Le Républicain, à Bamako, s’interroge sur les responsabilités à la tête de l’Etat et estime qu’il y a eu, en fait, faillite collective… « Quand l’Etat s’effondrait où étaient l’Assemblée nationale et les députés ? Où était IBK, l’actuel président, au moment où Aqmi s’installait dans le désert malien et prenait des otages ? Qu’a fait IBK président de l’Assemblée nationale et IBK député ? (…) Nous ne sommes pas en train de soutenir qu’ATT est blanc comme neige, relève Le Républicain, encore moins le dédouaner, mais c’est une évidence qu’il ne peut pas être seul tenu responsable de la situation querellée. Nous devons poser les vraies questions : où étaient les autres institutions, les contre-pouvoirs – particulièrement l’Assemblée nationale dont l’un des rôles est le contrôle de l’action gouvernementale – les partis politiques, la société civile ? »

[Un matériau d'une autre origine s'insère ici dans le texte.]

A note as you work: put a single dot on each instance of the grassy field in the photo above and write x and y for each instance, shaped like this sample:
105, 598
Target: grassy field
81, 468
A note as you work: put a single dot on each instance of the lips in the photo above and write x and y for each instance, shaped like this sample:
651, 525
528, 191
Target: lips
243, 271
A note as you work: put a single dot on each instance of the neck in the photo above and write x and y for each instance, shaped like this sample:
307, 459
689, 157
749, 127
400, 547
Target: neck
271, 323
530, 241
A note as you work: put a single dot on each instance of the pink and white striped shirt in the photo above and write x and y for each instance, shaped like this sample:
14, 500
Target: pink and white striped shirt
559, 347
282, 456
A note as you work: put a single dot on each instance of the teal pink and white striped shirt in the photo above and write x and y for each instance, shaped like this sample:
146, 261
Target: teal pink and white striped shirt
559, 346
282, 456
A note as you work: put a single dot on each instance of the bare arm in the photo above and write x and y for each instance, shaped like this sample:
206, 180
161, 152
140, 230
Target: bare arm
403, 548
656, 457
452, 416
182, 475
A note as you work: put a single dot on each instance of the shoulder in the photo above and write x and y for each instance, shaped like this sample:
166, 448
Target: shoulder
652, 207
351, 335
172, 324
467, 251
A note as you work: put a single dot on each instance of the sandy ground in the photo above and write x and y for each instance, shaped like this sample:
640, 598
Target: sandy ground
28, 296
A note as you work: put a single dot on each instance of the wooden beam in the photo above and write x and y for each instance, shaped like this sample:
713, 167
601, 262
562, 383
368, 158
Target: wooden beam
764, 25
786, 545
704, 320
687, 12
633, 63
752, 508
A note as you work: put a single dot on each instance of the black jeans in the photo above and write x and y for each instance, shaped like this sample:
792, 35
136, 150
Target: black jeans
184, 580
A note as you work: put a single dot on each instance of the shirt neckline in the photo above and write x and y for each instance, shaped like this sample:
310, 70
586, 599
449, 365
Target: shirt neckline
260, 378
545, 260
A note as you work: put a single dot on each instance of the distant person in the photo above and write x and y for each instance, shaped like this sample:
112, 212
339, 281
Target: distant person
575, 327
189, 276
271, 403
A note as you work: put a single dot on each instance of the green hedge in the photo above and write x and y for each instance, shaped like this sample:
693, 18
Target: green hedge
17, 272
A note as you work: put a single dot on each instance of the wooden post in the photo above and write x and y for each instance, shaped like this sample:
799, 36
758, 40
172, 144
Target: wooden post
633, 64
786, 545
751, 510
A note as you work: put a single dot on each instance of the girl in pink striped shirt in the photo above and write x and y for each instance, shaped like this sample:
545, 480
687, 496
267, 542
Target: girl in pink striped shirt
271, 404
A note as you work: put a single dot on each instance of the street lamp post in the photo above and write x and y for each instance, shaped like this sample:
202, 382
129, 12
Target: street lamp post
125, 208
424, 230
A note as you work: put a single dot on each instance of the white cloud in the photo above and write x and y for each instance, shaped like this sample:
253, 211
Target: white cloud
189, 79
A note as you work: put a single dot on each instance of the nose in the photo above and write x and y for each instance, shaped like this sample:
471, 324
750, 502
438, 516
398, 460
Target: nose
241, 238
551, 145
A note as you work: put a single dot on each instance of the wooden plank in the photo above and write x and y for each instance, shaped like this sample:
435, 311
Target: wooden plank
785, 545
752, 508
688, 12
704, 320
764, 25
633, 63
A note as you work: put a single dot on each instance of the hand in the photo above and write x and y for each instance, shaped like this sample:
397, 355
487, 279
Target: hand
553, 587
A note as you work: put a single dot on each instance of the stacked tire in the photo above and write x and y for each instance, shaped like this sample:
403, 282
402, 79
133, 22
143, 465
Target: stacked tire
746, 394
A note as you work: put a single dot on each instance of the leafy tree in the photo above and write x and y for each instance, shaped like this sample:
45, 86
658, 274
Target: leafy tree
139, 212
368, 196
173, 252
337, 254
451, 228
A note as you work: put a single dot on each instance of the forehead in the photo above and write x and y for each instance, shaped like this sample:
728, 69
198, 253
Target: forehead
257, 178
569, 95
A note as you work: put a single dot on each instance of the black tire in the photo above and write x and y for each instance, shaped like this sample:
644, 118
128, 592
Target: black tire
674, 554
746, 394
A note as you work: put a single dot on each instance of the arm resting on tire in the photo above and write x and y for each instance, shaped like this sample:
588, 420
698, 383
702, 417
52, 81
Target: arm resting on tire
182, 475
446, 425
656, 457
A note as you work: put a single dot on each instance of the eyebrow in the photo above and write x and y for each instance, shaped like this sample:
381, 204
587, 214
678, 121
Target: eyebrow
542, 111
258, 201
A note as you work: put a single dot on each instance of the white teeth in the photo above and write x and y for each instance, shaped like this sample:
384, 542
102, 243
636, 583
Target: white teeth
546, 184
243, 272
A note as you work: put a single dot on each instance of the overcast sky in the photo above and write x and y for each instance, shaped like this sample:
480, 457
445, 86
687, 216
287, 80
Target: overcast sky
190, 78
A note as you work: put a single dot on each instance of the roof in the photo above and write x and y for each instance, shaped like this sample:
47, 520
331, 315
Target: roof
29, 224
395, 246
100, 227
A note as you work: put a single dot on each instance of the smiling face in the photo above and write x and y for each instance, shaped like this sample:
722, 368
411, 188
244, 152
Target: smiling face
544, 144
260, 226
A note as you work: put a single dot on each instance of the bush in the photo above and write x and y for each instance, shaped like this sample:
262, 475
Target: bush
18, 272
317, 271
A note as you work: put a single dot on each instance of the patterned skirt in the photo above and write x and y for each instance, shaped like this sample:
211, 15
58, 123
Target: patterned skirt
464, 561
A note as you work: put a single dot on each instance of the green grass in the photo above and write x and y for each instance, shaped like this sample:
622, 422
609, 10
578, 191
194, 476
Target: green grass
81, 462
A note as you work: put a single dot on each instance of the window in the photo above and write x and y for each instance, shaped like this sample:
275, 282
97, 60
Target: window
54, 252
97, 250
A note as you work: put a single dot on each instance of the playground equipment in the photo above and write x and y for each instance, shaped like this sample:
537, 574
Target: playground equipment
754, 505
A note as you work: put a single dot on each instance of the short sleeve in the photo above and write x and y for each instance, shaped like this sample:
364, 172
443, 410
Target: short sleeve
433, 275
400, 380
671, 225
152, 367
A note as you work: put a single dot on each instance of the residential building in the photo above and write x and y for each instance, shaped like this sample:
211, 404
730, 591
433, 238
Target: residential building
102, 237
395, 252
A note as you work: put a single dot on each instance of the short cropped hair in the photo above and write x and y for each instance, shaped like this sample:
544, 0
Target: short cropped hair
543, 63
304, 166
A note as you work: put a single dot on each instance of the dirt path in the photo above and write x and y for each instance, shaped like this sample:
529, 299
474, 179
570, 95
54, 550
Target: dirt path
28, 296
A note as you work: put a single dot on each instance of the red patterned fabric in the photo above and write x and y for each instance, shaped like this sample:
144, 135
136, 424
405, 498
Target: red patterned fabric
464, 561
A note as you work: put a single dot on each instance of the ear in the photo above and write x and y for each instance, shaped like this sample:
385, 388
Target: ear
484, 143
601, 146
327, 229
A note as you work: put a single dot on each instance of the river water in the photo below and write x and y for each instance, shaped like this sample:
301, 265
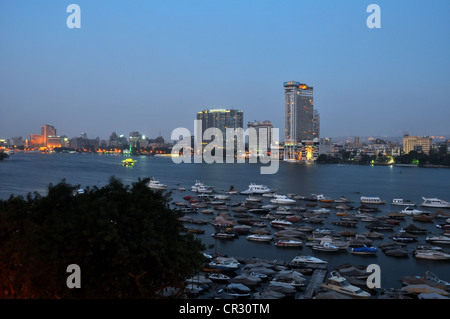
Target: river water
22, 173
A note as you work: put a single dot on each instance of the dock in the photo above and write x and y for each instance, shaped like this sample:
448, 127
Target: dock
317, 279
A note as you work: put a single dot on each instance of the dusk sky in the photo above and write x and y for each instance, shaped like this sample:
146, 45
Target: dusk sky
150, 66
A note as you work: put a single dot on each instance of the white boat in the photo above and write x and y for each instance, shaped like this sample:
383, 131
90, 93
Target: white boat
435, 202
340, 284
280, 223
263, 238
402, 202
371, 200
154, 184
438, 239
321, 211
217, 276
200, 187
306, 261
225, 263
282, 199
412, 211
288, 243
221, 196
256, 189
432, 254
78, 191
325, 246
253, 199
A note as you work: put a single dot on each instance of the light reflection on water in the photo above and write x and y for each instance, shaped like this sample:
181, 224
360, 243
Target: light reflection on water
23, 173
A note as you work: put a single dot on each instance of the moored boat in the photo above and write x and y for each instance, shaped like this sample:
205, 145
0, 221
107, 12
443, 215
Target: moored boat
435, 202
364, 250
340, 284
372, 200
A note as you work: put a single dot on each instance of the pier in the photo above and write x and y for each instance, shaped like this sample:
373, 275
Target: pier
317, 279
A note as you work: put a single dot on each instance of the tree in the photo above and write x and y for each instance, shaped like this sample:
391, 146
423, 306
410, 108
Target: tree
127, 241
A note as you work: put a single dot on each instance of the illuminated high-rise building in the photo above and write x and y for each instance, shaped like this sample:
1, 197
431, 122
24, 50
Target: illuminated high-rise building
298, 118
299, 105
47, 131
221, 119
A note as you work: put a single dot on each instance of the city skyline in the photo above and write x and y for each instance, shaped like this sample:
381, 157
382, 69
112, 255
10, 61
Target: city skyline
149, 66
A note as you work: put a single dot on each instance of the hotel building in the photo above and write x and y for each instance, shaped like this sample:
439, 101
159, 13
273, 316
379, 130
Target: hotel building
301, 123
416, 143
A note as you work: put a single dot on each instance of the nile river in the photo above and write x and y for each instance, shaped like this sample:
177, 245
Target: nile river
22, 173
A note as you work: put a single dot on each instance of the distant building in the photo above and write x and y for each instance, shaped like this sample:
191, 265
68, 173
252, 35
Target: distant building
221, 119
264, 144
316, 124
299, 124
299, 104
47, 138
416, 143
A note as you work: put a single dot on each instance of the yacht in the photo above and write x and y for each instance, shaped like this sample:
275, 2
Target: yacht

Et puis note encore le quotidien malien, il y a la question du trafic de drogue : « La plainte du Procureur général pour haute trahison ignore superbement la question d’Air Cocaïne. Qui va porter plainte, s’interroge le journal, pour les fautes et infractions liées à Air Cocaïne et les trafics de drogue en général ? »

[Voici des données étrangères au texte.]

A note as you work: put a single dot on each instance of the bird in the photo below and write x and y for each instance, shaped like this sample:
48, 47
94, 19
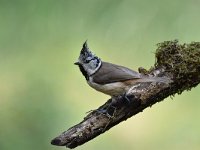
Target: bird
109, 78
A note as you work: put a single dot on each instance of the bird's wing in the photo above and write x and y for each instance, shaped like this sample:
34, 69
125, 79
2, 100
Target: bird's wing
109, 73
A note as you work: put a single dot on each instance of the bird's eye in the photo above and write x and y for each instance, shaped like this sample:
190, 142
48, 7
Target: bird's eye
88, 59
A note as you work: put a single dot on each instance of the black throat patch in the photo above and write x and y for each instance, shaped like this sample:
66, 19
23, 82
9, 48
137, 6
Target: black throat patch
84, 72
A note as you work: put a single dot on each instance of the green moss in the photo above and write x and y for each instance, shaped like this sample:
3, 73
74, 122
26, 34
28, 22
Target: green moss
181, 61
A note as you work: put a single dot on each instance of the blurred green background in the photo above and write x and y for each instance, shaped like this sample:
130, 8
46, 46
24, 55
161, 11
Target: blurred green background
42, 93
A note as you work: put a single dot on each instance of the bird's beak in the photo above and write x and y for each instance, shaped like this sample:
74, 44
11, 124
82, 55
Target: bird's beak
77, 63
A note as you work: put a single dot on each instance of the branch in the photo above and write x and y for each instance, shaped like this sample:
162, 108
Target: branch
179, 63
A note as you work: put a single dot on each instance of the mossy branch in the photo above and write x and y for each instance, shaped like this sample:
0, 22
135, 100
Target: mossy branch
179, 63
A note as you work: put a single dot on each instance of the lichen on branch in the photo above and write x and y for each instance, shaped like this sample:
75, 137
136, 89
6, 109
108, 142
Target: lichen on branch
178, 62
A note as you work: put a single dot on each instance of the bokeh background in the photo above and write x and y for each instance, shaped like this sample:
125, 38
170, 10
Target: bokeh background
42, 93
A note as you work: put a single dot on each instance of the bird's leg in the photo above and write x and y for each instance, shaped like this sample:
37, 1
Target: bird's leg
110, 110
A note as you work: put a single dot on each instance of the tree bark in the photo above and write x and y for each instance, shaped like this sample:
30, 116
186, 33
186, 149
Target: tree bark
179, 64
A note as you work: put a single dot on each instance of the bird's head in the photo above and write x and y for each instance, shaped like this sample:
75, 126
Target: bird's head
87, 61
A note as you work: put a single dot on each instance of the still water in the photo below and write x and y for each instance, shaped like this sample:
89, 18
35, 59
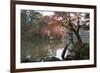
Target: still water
41, 48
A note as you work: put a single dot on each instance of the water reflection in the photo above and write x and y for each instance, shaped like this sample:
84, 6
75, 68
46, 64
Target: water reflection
40, 49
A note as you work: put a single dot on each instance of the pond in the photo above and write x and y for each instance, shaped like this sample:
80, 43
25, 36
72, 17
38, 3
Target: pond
39, 49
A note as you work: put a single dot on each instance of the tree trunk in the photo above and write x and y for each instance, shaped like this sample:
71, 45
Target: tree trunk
80, 43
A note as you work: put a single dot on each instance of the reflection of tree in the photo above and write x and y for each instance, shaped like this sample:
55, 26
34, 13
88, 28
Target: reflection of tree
74, 22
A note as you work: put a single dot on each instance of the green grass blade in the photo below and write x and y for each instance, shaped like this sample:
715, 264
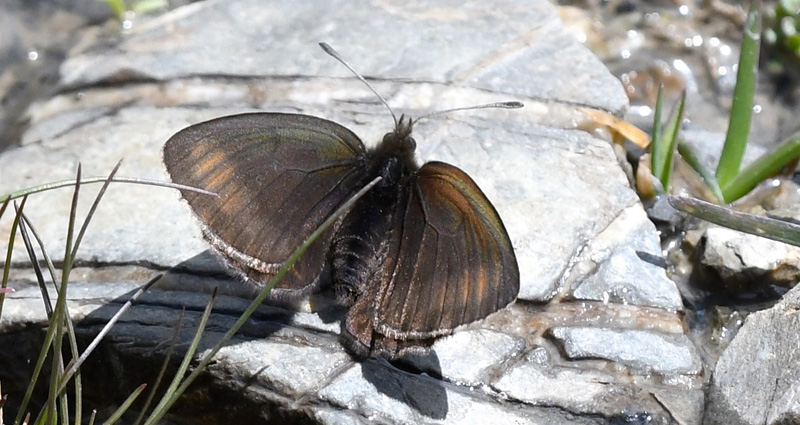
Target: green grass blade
92, 210
690, 156
73, 343
656, 146
7, 266
778, 230
742, 107
89, 180
157, 415
103, 332
669, 140
4, 206
766, 166
163, 371
172, 393
118, 7
125, 405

Le site d’information Afrique Inside renchérit : « ATT est dans le viseur », mais est-ce « l’heure des comptes pour tous ? (…) La crainte d’une chasse aux sorcières n’est pas loin même si IBK a promis de ne pas céder à la tentation. Reste à définir le champ d’action du gouvernement. Jusqu’où ira la soif de justice et de lutte contre l’impunité ? La détérioration du climat sécuritaire au nord du Mali ne date pas d’hier, estime Afrique Inside, et incombe aux différents régimes qui se sont succédé depuis au moins trois décennies. L’actuel président le sait bien. Lui qui a occupé les fonctions de ministre des Affaires étrangères et de Premier ministre sous le régime d’Alpha Oumar Konaré jusqu’en 2000 avant de batailler pour l’élection présidentielle de 2002 remportée par ATT. »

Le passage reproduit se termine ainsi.